(This is a guest post sent from Eternally Mortal:)
I have recently been at a point in my life where making decisions to satisfy my own desires, however small, just seemed beyond my abilities. I would sit in the dark and wait for the next catastrophe to happen and never really take any time to find smiles.
Because finding smiles is so very important, I started just playing simple games to pass time. There were a few app games that caught my interest for a time, but they all become a grind in a very narrow track with rewards that are less satisfying than making a funny face in the mirror. That was fine, for a time. I was just killing time anyway, but after I got to the point where I could play these games and even smile at the silly rewards, I decided it was time to really put some effort into a game that might take me somewhere.
Enter Stellaris. Stellaris is a Galaxy Conquest game. It has planet management, empire management, resource management, exploration, space combat, ground combat, diplomacy, and politics. It is a game that can take anywhere from 5 minutes to 60 minutes to start playing the game. You control a species that has just mastered faster-than-light travel and leaves you all alone in a galaxy. You can determine the size of this galaxy and the amount of foreign powers. The simple goal of the game is to inhabit a certain percentage of the total habitable worlds in the galaxy or destroy/control all other civilazations.
I had played Stellaris before because it distinctly reminded me of Master of Orion, a similar game from the 90s. This game was significantly more complex and it could easily take hundreds of hours to complete either goal. This was the game I chose because it is such an open galaxy. You can choose to be peaceful or militant; accepting or restrictive; decadent or spartan; and many other dichotomies. To define where I am after my hiatus from taking personal action, I felt this was the perfect game to help me establish the walls of my personal position in this life.
For the first species I created, I took a hand at every aspect of species creation and developed a scientific peaceful species. I also used the "Ironman" aspect of the game because I figured it wouldn't be much of a burden. I honestly feel like each new game you play (by that, I mean each new 'start' of each game that you begin) must happen as it happens. I have certainly re-loaded from a previous save on many, many games, but I decided this new game would be a time where I "accept all consequences".
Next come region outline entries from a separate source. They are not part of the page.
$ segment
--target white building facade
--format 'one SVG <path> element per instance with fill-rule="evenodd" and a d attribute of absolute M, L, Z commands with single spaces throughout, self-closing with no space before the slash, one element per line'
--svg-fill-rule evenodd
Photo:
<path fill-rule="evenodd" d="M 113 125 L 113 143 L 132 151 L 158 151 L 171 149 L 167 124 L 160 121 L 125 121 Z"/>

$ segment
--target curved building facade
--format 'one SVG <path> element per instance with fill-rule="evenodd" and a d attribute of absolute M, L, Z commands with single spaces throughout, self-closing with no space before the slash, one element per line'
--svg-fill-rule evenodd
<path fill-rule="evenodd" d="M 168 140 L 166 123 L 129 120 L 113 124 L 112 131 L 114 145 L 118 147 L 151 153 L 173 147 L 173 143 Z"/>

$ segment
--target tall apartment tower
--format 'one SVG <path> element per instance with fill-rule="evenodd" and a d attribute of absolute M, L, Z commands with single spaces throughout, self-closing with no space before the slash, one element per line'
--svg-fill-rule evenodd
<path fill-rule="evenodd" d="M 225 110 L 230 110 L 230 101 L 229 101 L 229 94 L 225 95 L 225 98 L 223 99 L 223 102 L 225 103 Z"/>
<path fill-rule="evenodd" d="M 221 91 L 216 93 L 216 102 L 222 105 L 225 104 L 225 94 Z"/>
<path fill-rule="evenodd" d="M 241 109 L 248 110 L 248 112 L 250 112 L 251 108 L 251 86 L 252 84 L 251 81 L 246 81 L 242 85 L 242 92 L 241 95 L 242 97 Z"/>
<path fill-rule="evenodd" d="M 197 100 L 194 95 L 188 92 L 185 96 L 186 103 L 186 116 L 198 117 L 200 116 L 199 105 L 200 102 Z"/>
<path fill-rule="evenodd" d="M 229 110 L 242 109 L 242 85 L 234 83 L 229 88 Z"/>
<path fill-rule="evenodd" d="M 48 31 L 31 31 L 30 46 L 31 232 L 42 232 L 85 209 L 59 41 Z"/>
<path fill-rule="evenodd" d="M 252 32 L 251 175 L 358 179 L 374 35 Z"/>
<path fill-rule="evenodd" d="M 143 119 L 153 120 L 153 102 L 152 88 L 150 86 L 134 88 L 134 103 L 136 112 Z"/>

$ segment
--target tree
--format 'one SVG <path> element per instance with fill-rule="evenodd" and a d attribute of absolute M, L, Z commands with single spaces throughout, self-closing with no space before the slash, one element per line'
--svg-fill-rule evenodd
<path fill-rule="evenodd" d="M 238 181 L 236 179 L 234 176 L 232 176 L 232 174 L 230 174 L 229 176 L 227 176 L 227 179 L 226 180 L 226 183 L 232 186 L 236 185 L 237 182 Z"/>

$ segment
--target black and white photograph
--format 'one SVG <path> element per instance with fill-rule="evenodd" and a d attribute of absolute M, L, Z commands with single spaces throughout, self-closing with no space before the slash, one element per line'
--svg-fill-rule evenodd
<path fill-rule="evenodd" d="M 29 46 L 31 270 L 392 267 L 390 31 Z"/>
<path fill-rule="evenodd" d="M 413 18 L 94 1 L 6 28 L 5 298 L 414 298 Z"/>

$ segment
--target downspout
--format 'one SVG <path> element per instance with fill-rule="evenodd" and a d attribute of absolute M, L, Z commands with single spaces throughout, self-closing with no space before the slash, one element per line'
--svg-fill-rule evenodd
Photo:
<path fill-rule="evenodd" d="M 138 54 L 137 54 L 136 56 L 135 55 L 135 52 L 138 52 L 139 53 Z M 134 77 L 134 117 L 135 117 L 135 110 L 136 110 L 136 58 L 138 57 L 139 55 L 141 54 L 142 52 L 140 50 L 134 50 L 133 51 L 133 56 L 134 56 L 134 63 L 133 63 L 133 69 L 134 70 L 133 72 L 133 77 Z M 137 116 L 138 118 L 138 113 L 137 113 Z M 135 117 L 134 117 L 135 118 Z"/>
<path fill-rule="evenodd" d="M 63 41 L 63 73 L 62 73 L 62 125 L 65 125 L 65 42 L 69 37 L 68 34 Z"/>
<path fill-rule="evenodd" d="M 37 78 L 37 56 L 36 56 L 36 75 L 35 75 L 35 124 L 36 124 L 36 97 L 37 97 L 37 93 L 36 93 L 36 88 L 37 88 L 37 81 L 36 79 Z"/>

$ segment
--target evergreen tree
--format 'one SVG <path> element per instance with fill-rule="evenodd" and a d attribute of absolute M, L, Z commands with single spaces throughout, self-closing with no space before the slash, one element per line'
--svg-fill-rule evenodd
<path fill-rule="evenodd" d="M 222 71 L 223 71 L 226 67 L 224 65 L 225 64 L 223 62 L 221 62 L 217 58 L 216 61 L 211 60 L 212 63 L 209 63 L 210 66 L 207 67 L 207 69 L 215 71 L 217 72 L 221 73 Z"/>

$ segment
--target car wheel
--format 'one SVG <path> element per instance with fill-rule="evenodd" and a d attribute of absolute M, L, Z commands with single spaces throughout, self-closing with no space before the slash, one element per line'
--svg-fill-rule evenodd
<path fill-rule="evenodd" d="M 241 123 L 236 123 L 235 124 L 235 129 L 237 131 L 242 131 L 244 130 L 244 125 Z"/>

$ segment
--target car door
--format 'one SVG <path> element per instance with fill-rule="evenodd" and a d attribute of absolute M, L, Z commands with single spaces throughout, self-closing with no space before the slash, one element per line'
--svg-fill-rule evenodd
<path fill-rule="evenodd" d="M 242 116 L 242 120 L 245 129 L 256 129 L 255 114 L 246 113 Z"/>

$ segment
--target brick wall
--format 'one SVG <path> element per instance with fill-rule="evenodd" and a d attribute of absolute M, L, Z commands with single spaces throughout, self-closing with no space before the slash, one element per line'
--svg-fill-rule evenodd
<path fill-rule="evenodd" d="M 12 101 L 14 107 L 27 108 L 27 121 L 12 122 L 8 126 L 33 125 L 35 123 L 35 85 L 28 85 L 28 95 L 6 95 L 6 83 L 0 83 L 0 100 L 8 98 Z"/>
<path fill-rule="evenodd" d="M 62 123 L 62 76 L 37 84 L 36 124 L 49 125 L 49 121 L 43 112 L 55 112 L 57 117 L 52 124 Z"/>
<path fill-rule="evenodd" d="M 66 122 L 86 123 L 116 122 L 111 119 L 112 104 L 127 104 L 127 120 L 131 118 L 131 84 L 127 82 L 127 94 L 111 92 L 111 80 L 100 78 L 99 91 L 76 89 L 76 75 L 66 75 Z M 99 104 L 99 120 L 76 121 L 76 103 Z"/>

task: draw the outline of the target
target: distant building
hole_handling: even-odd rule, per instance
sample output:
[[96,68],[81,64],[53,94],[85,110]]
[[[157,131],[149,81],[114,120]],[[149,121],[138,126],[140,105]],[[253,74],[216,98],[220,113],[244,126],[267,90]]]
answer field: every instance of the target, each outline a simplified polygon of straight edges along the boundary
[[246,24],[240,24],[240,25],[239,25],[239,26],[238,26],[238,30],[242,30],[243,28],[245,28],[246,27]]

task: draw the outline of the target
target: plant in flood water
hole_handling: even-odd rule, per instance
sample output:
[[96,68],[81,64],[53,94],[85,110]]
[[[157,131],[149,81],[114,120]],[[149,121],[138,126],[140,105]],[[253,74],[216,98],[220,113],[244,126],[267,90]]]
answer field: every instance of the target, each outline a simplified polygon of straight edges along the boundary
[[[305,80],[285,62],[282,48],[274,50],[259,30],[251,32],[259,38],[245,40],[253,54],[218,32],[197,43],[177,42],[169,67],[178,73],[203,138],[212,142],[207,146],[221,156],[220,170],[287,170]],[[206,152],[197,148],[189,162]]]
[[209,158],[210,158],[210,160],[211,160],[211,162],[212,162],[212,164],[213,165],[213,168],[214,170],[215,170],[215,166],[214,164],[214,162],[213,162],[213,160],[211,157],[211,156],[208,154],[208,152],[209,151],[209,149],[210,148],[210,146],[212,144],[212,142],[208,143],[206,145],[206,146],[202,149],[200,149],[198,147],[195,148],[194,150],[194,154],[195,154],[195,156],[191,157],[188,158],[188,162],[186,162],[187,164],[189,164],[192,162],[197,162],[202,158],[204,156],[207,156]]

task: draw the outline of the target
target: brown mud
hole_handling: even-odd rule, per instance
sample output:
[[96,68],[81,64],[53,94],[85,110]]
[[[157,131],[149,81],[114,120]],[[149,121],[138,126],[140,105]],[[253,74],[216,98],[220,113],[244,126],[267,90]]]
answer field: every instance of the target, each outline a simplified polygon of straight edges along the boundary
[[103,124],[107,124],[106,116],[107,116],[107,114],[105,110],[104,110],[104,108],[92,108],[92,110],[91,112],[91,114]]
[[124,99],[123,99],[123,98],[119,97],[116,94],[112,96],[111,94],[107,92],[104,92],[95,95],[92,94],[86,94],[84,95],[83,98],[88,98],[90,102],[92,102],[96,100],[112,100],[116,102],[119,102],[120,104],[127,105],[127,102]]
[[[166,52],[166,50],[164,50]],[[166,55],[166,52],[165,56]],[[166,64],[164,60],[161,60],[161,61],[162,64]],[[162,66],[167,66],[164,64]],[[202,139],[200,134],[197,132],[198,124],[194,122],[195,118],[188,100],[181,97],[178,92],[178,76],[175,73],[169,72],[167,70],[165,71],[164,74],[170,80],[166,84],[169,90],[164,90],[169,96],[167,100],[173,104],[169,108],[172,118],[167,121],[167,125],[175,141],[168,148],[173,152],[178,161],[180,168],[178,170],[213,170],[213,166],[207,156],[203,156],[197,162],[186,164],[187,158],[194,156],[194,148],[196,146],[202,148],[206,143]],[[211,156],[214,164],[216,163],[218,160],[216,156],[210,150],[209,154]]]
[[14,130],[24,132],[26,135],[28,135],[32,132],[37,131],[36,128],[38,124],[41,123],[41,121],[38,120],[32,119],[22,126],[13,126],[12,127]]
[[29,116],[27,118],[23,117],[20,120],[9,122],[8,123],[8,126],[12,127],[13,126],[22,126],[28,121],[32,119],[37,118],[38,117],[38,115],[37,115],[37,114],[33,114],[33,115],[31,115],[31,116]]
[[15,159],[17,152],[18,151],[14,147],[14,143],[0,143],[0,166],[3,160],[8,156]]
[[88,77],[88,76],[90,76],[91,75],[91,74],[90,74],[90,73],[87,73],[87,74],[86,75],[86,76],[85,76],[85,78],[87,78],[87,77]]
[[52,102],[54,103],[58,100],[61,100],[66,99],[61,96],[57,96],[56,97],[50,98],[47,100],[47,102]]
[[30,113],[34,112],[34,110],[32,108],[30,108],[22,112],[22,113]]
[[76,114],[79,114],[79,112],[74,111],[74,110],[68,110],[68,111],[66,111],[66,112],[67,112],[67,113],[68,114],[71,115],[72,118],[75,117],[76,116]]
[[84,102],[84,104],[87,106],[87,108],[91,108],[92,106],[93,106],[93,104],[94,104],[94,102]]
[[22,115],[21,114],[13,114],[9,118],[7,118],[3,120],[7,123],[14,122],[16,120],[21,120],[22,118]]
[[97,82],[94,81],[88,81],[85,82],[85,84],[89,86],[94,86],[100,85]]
I guess I felt at the time that I was having a hard time accepting consequences. I became very frustrated early in the timeline of this new species as I found that I was squished between 4 other civilizations and had to move very fast in order to not be overwhelmed early. I actually succeeded and advancing to the point that I was keeping up with, if not surpassing, my neighbors. But, something happened that I do not even remember and I abandoned the game. It still exists, and I can go back at any time, but I started a new game...
The second species I created was militant. I had decided that peace was too restrictive and I'll just fight whoever I came across to the death. I started well with good resources and habitable planets around me, but I was faced with an immediate neighbor that was close to my power level. I actually got those neighbors to like me a lot when I declared war on them. I was able to defeat them fairly easily and the game is sort of flawed in that one of my demands for peace was for them to become a vassal of mine. Which I eventually selected to incorporate them into my empire. But I was stymied by another issue: there is a planet cap. You can only have so many active planets at one time and I was still competing with the other species that were nowhere near me, but were slowly creeping closer.
I created a third species, though I spent no time on creating them. I just chose the pre-generated humans and decided on a small galaxy with only 1 other civilization. I'm not too far in this galaxy, but I might be done for now. I feel like I'm done with Stellaris now because it has shown me what I needed.
I still have a hard time being antagonistic to those around me. I'm happy this is still there, because it is a part that I have been worried about losing during this recent self-discovery journey I'm on. The main idea I got from my experience is that I want to create. I wanted a blank universe with no one but me so that I can make something without outside influence (other than what is already floating around in my head that originated elsewhere) and without any judgement of its parts. I'm still not sure where to take this, but it is the direction that I'm now pointing. I have several paths this might take me down, but maybe I need to play another game to define it further...
Whew! That was a lot of good stuff there, Eternal.
What do you think about his journey through Stellaris and the depths of his mind? I'm sure he'd love some feedback!